My friend Abbie, the ELF in Jakarta, came to visit me in Gorontalo recently. I picked her up at the airport and then we set off on a sightseeing tour of the town. Over the span of three days Abbie got to see a lot of what makes Gorontalo such an original place to visit.
Our first stop was at the Exotic Café where we had lunch by the ocean and watched cows and goats stroll lazily up and down the beach.
Then we went up to the old Portuguese fortress in Limboto that is made from the shells of bird eggs, among other things.
We also passed by Gorontalo’s newest tourist attraction – The T-Shit Store! I seriously don’t know if they just forgot the ‘r’ or if the store is intentionally named that. In any event, I also pointed out this store to my students and told them that it should be a lesson to them on the importance of spelling!
Then we went on a road trip and passed through the little village of Pulubalu, which is known for its roadside stands of steaming towers of corn.
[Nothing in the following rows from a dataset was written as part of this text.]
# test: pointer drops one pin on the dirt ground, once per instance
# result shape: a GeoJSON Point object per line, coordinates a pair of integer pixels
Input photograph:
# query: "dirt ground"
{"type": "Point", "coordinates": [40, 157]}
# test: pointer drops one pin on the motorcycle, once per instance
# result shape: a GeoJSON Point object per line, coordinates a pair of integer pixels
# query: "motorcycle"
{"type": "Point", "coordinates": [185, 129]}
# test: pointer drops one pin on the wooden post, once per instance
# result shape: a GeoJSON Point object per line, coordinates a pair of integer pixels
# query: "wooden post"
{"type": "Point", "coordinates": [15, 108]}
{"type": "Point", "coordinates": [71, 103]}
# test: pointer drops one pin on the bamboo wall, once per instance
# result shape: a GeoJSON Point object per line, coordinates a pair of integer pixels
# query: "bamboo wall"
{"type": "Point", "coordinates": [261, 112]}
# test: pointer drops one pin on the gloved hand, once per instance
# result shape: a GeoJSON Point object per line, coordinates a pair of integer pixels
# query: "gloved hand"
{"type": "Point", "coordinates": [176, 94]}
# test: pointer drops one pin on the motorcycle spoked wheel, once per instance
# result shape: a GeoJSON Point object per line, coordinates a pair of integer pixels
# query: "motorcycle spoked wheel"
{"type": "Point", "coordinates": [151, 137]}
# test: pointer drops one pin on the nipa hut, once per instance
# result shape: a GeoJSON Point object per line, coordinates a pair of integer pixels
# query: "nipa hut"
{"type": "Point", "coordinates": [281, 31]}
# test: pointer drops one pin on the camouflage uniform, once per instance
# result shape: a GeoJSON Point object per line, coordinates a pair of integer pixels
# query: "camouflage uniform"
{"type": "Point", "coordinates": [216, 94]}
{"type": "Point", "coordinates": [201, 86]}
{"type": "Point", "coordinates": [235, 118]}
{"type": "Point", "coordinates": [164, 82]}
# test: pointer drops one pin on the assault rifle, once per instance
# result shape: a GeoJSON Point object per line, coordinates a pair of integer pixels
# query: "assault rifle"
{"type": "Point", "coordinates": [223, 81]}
Back home on Long Island there’s also a lot of fresh corn for sale at roadside vegetable stands, but it’s all raw. I think it’s pure genius to sell already cooked corn – it’s the perfect snack. America could actually learn a thing or two from the Gorontalese here.
We stopped at Bolihutuo Beach for a quick swim and a delicious lunch of ikan bakar and dabu dabu iris. I’m pleased to report that Abbie is now a big fan of fresh grilled fish with Gorontalo’s own tomato/onion/chili salsa. At the rumah makan we happened to meet some members of a Gorontalo motorcycle club called the Gorontalo Tigers. We duly posed for photos with one of the guys and his bike - and then some other guy jumped in the picture too.
Finally we reached our destination – the 100 year old Bajo stilt village called Torosiaje. Life in Torosiaje revolves around the water.
We met this man who showed us how he repairs nylon fishing nets by hand. The nets seem so fragile! I imagine he spends a lot of his time knotting them back together.
We also met this little girl who was excited to show off her swimming skills. I was particularly intrigued by her traditional goggles fashioned out of wood and glass.
Then we went snorkeling off a tiny island near Torosiaje. We both found some cool stuff to take pictures of underwater. Abbie (who borrowed my modern plastic goggles) really liked the blue starfish and I was thrilled to find some cute blue belly blennies, which are endemic to Tomini Bay.
Gorontalo is definitely one of a kind! I'm glad I could share the experience with Abbie.